PS. Stay on the sidewalk on 41 Tamiami. It is built for bike traffic on the bay side both north and south. When heading north from Siesta to Longboat, stay on sidewalk Southside of Ringling Bridge. Turn Left in to Hart Landing. Go under the bridge (I didn't make the smell, I found it there) and you will emerge on the other side where there is a wide bike lane to get you over the bridge. Again, great view!


----------



## elcameron (Aug 10, 2002)

Riroadie said:


> I will be in the Sarasota/Bradenton area in February. Any suggestions for 30-50 mile rides with low traffic? Thanks for the help!
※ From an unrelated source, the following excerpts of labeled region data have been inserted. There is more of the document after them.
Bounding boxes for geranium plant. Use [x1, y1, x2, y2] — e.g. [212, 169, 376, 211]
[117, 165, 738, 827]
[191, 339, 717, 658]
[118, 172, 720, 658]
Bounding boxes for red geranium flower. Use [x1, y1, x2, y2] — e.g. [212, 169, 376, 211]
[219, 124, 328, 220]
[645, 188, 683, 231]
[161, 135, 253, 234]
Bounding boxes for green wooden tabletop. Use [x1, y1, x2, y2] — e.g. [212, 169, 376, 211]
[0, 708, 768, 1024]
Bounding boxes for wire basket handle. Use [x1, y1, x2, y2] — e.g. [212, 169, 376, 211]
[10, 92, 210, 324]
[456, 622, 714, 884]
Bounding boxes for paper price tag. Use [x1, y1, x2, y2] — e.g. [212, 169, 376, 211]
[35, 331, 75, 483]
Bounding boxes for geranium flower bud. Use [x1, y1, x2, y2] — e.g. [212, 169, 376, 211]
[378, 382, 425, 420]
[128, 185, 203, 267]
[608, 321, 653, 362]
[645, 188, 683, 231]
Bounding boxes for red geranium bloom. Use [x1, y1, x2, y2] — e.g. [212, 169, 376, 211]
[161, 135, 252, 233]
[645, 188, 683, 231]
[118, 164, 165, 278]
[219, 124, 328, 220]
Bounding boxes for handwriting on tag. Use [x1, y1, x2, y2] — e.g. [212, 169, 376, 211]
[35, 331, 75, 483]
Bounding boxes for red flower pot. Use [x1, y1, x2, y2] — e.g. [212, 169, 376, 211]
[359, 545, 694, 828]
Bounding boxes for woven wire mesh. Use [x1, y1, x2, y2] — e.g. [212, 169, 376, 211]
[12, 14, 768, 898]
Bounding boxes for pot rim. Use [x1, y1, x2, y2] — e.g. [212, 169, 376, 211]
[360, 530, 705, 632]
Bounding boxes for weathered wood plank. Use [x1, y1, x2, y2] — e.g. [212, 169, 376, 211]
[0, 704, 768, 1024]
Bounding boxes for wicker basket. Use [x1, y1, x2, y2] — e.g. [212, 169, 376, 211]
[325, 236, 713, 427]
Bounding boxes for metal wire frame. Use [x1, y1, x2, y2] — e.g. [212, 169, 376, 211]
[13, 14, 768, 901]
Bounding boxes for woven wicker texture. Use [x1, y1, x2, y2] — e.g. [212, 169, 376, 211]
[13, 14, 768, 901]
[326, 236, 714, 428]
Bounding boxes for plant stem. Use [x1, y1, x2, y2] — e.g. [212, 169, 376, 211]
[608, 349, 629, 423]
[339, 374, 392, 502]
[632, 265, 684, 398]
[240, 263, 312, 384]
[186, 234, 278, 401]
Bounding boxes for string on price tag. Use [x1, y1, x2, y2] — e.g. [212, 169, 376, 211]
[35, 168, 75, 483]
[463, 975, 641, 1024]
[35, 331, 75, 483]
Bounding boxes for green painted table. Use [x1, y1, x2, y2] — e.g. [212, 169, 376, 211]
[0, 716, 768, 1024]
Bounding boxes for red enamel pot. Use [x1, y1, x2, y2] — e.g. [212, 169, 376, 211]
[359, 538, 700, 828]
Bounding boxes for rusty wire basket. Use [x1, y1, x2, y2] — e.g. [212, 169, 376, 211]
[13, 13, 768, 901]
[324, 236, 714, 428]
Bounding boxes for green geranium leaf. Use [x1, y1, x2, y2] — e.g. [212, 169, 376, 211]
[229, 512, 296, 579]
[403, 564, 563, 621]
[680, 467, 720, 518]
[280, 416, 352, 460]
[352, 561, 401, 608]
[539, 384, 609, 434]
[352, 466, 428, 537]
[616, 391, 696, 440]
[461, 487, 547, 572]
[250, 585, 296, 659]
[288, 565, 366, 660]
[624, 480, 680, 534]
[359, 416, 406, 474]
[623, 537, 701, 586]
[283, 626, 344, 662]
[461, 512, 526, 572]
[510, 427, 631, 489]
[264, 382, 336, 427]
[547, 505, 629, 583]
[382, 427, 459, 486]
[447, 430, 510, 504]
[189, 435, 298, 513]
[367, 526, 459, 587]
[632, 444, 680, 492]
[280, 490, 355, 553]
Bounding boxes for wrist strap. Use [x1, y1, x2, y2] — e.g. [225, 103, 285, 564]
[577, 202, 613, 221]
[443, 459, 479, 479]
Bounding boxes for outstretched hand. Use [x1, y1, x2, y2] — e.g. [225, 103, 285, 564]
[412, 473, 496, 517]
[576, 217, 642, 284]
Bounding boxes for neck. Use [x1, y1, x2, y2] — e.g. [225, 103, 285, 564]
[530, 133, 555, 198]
There is a huge cycling community in Sarasota/Bradenton area. The Sunday ride with the group out of Bikesenjava bike shop is fantastic. If the weather is nice there could be as many as 30 or 40 riders. You might be able to hook up with a tues or thurs ride out of the shop around 4PM. Post a message on the board at the bike shop site, or stop in for a java. www.bikesenjava.com

Sarasota manatee bicycle club has several rides each week though I have never ridden with them, I understand they are a bit slower, and more "Civil".
http://www.bicycleclub.org

Another option is Ringling bicycles in Bradenton, they are very race oriented. They have rides every week also but I do not know their website.

The Longboat and Siesta ride is very nice.

Best of luck, and definately check out Bikesenjava.

Sean


----------